Hokousai a écrit :Votre commentaire sur le corps existe tel que nous le sentons est embrouillé.
Spinoza ne dit pas notre corps est tel que nous l’intelligerons par divers moyens d’observations autres que les affections du corps (celle que nous avons ) .

(Pour moi )l’image du corps est entièrement construite à partir des affects . Ce n’est donc pas une science du corps objectif que nous avons mais un savoir plus ou moins confus des affects .Le corps est un être de raison ( ce que ne sont pas les affects) .


le corps est un être de raison? Vous êtes certain de cela? Si oui, pensez-vous à l'une ou l'autre référence dans le texte?

Puis en effet, on pourrait interpréter ce "le corps existe tel que nous le sentons" comme vous-même et Serge (si je l'ai bien compris) le suggérez: le corps existe pour l'esprit en tant qu'il a les idées des affections, idées toujours inadéquates. Mais cela suffit-il pour dire que pour Spinoza aussi, avoir honte reviendrait à avoir un corps "moins affecté" qu'avoir mal aux dents? Je ne vois pas très bien pourquoi ce serait le cas. Si justement ces impressions sont des idées inadéquates, il se peut très bien que Spinoza l'a ressenti plutôt comme moi: pas de différence remarquable.

Hokousai a écrit :Je ne pense que les questions ( ou problèmes formalisés) soient postérieures à l’intuition de solutions .

A quoi pose- t-on des question ?On pose des questions à un état de chose confus .Il faut bien être interpelé par un objet étrange pour pouvoir poser une question .
Vous ne posez pas une question sur rien ,vous la posez toujours au sujet de quelque chose et ce quelque chose est le germe de la solution ( la solution en germe). La solution sera la mise en ordre claire de l’état des choses.
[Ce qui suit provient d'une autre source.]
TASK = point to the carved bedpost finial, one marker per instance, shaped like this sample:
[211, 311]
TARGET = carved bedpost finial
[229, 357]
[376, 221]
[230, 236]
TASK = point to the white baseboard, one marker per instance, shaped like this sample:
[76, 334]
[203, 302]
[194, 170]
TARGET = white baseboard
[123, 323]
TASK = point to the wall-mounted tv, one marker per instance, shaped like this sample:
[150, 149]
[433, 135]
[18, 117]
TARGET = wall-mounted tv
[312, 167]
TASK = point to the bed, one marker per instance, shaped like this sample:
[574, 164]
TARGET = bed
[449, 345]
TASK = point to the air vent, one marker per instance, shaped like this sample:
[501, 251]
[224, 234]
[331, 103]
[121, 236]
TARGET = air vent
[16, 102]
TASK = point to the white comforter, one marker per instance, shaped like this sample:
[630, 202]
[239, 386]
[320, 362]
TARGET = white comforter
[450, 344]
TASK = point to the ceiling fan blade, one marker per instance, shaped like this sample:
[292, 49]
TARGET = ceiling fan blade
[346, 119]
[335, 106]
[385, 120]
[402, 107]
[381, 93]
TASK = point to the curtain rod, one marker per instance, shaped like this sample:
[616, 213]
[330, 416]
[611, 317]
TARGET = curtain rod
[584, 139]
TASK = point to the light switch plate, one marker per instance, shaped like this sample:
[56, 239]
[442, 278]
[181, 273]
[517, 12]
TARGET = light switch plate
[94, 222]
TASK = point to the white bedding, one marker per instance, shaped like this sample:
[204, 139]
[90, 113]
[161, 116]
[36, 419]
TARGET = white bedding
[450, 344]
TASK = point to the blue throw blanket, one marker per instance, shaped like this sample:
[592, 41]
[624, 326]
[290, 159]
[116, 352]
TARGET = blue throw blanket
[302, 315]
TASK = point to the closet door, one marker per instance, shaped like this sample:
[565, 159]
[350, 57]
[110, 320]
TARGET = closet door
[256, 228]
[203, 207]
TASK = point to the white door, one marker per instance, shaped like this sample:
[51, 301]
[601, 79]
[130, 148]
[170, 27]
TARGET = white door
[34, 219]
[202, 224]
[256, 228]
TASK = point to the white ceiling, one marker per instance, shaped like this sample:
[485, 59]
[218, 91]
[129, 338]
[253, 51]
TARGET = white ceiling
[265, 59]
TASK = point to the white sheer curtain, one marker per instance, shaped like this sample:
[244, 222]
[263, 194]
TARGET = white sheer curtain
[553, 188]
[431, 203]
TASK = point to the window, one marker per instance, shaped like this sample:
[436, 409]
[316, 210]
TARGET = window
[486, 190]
certes, dans beaucoup de cas les choses se passent ainsi. Mais Deleuze prétend que dans le cas où l'on s'occupe d'une création (scientifique, artistique, philosophique), ce n'est pas le cas. Tout commence par une plongée dans le "chaos", le non ordonné, la vie quotidienne non philosophique par exemple. Pour Spinoza: une plongée dans le chaos produit par les guerres de religions. Et alors déterminer QUELLE est la question pertinente qui va nous permettre de créer un autre plan de pensée, capable de nous faire sortir du plan de pensée actuel et qui co-cause toute la misère concrète, c'est déjà tout un travail. Travail de "trial and error", souvent: on essaie de poser telle question (qu'est-ce que l'action d'un attribut sur un autre?), on constate que par cette voie-là, on n'arrive pas à grand chose, on essaie avec une autre (qu'est-ce que la substance? Comment la ré-inventer d'une telle façon qu'une guerre de religions perd tout sens?). Le but (trouver une solution qui en finit avec les guerres de religion) peut donc était présent dès le début, mais ce qui va devenir la question, et quelle va être la solution, pour Deleuze cela nécessite un travail, qui ajoute quelque chose d'essentiel à ce qui existait déjà, au niveau conceptuel. Il ne s'agit plus de simplement développer quelque chose de déjà confusément présent.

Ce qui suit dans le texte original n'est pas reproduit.